【版本】v6.1.0 ARM
raft-engine.dir: /raft/raftdb
【现象】 使用pd-ctl store lable为tikv添加了label之后执行reload -R tikv 某tikv节点报
Restart instance xxx130.96:20160 success
Error: failed to evict store leader xxx130.97: metric tikv_raftstore_region_count{type=“leader”} not found
【检查】
1、 检查tikv上region信息都是0
2、检查 tikv状态
3、检查tikv.log发现有报错
[FATAL] [lib.rs:491] [“Failed to reserve space for recovery: Structure needs cleaning (os error 117).”]
4、检查文件系统、参数、placeholder文件
4、尝试重启tikv仍然报上述错误
[2022/08/17 15:39:27.324 +08:00] [INFO] [config.rs:891] [“data dir”] [mount_fs=“FsInfo { tp: "ext4", opts: "rw,noatime,nodelalloc,stripe=64", mnt_dir: "/data", fsname: "/dev/mapper/datavg-lv_data" }”] [data_path=/data/tikv/tikv-20160/raft]
[2022/08/17 15:33:40.836 +08:00] [WARN] [server.rs:457] [“failed to remove space holder on starting: No such file or directory (os error 2)”]
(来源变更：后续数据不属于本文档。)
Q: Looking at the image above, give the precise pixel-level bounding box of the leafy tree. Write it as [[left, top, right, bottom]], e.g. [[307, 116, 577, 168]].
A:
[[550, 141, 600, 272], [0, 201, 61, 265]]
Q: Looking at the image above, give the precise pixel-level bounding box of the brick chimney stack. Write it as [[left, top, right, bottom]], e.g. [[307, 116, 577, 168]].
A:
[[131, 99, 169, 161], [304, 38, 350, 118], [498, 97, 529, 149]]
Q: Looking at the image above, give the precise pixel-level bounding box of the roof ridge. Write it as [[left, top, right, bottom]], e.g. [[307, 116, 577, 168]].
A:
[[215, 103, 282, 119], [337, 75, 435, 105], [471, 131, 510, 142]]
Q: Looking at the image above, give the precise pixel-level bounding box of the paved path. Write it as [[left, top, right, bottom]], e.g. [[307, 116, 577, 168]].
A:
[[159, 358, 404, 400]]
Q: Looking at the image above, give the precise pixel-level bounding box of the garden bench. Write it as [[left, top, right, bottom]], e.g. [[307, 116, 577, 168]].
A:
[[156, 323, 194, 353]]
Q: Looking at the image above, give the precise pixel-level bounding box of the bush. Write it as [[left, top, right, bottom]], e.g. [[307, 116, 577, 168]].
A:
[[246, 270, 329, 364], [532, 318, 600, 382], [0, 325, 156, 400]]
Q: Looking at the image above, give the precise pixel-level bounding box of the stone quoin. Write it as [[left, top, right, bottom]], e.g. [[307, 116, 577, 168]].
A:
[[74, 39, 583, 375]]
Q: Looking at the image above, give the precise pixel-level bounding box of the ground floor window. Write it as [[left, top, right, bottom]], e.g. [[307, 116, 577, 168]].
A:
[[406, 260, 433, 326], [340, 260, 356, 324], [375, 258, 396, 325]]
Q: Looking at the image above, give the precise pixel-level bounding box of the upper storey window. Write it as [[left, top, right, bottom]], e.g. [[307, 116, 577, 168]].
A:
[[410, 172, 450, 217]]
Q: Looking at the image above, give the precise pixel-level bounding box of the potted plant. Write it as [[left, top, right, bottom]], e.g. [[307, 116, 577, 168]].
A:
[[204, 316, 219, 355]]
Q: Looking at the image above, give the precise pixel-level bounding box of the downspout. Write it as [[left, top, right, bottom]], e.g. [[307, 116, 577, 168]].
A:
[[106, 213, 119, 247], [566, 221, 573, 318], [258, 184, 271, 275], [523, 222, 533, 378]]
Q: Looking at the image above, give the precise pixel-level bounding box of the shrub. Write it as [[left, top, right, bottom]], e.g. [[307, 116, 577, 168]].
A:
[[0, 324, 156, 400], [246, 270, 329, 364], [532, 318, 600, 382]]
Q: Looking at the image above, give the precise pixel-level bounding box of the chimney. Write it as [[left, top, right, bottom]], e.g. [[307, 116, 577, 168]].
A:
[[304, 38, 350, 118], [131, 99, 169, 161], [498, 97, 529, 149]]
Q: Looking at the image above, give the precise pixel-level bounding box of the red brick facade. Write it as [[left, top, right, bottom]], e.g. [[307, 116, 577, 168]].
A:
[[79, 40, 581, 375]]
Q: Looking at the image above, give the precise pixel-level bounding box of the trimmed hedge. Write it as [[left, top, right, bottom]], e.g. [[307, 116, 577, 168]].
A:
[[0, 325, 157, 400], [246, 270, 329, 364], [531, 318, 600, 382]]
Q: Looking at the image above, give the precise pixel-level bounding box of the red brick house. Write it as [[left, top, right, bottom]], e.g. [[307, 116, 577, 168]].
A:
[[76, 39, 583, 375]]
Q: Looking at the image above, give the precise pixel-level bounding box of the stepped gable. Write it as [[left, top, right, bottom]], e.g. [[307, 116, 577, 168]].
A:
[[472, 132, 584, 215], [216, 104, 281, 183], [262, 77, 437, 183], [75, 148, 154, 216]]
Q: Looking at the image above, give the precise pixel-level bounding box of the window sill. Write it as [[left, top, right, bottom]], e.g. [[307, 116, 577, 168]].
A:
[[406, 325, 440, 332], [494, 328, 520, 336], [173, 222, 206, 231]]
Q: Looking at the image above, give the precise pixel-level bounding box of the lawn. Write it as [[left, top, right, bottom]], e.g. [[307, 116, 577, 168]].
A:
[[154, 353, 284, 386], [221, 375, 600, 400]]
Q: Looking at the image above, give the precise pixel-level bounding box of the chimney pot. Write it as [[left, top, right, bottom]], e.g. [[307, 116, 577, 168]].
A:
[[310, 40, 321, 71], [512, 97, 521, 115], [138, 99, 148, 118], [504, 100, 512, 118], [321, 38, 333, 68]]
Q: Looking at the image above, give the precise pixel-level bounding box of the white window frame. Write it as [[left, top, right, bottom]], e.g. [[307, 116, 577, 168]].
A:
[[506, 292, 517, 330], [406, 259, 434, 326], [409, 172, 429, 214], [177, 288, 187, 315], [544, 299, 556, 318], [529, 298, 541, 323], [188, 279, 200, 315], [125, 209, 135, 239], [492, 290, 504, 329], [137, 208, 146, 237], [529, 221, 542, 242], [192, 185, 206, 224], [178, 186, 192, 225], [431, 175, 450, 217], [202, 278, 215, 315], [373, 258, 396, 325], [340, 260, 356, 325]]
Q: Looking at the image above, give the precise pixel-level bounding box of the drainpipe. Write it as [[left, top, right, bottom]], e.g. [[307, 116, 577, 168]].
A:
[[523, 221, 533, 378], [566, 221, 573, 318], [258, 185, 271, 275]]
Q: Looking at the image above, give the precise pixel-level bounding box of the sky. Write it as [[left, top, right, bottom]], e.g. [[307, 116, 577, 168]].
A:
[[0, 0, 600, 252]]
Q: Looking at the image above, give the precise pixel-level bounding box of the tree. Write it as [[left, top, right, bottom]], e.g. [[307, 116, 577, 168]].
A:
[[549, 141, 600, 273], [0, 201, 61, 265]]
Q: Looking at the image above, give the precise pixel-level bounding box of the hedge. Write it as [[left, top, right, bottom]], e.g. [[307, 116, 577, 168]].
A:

[2022/08/17 15:33:44.895 +08:00] [FATAL] [lib.rs:491] [“Failed to reserve space for recovery: Structure needs cleaning (os error 117).”] [backtrace=" 0: tikv_util::set_panic_hook::{{closure}}
at /var/lib/docker/jenkins/workspace/build-common@3/go/src/github.com/pingcap/tikv/components/tikv_util/src/lib.rs:490:18
1: std::panicking::rust_panic_with_hook
at /root/.rustup/toolchains/nightly-2022-02-14-aarch64-unknown-linux-gnu/lib/rustlib/src/rust/library/std/src/panicking.rs:702:17
2: std::panicking::begin_panic_handler::{{closure}}
at /root/.rustup/toolchains/nightly-2022-02-14-aarch64-unknown-linux-gnu/lib/rustlib/src/rust/library/std/src/panicking.rs:588:13
3: std::sys_common::backtrace::__rust_end_short_backtrace
at /root/.rustup/toolchains/nightly-2022-02-14-aarch64-unknown-linux-gnu/lib/rustlib/src/rust/library/std/src/sys_common/backtrace.rs:138:18
4: rust_begin_unwind
at /root/.rustup/toolchains/nightly-2022-02-14-aarch64-unknown-linux-gnu/lib/rustlib/src/rust/library/std/src/panicking.rs:584:5
5: core::panicking::panic_fmt
at /root/.rustup/toolchains/nightly-2022-02-14-aarch64-unknown-linux-gnu/lib/rustlib/src/rust/library/core/src/panicking.rs:143:14
6: server::server::TiKvServer::init_fs::{{closure}}
at /var/lib/docker/jenkins/workspace/build-common@3/go/src/github.com/pingcap/tikv/components/server/src/server.rs:467:26
core::result::Result<T,E>::map_err
at /root/.rustup/toolchains/nightly-2022-02-14-aarch64-unknown-linux-gnu/lib/rustlib/src/rust/library/core/src/result.rs:842:27
server::server::TiKvServer::init_fs
at /var/lib/docker/jenkins/workspace/build-common@3/go/src/github.com/pingcap/tikv/components/server/src/server.rs:463:13
7: server::server::run_impl
at /var/lib/docker/jenkins/workspace/build-common@3/go/src/github.com/pingcap/tikv/components/server/src/server.rs:124:5
server::server::run_tikv
at /var/lib/docker/jenkins/workspace/build-common@3/go/src/github.com/pingcap/tikv/components/server/src/server.rs:163:5
8: tikv_server::main
at /var/lib/docker/jenkins/workspace/build-common@3/go/src/github.com/pingcap/tikv/cmd/tikv-server/src/main.rs:189:5
9: core::ops::function::FnOnce::call_once
at /root/.rustup/toolchains/nightly-2022-02-14-aarch64-unknown-linux-gnu/lib/rustlib/src/rust/library/core/src/ops/function.rs:227:5
std::sys_common::backtrace::__rust_begin_short_backtrace
at /root/.rustup/toolchains/nightly-2022-02-14-aarch64-unknown-linux-gnu/lib/rustlib/src/rust/library/std/src/sys_common/backtrace.rs:122:18
10: main
11: __libc_start_main
12:
"] [location=components/server/src/server.rs:467] [thread_name=main]
【问题】
1、 tikv节点已经是down的了reload时为什么还通过metric tikv_raftstore_region_count{type=“leader”} 判断leader数量,对于这种状态是否可以跳过或其他方式处理?(可能这个tikv在部署时就有问题,当时没太注意)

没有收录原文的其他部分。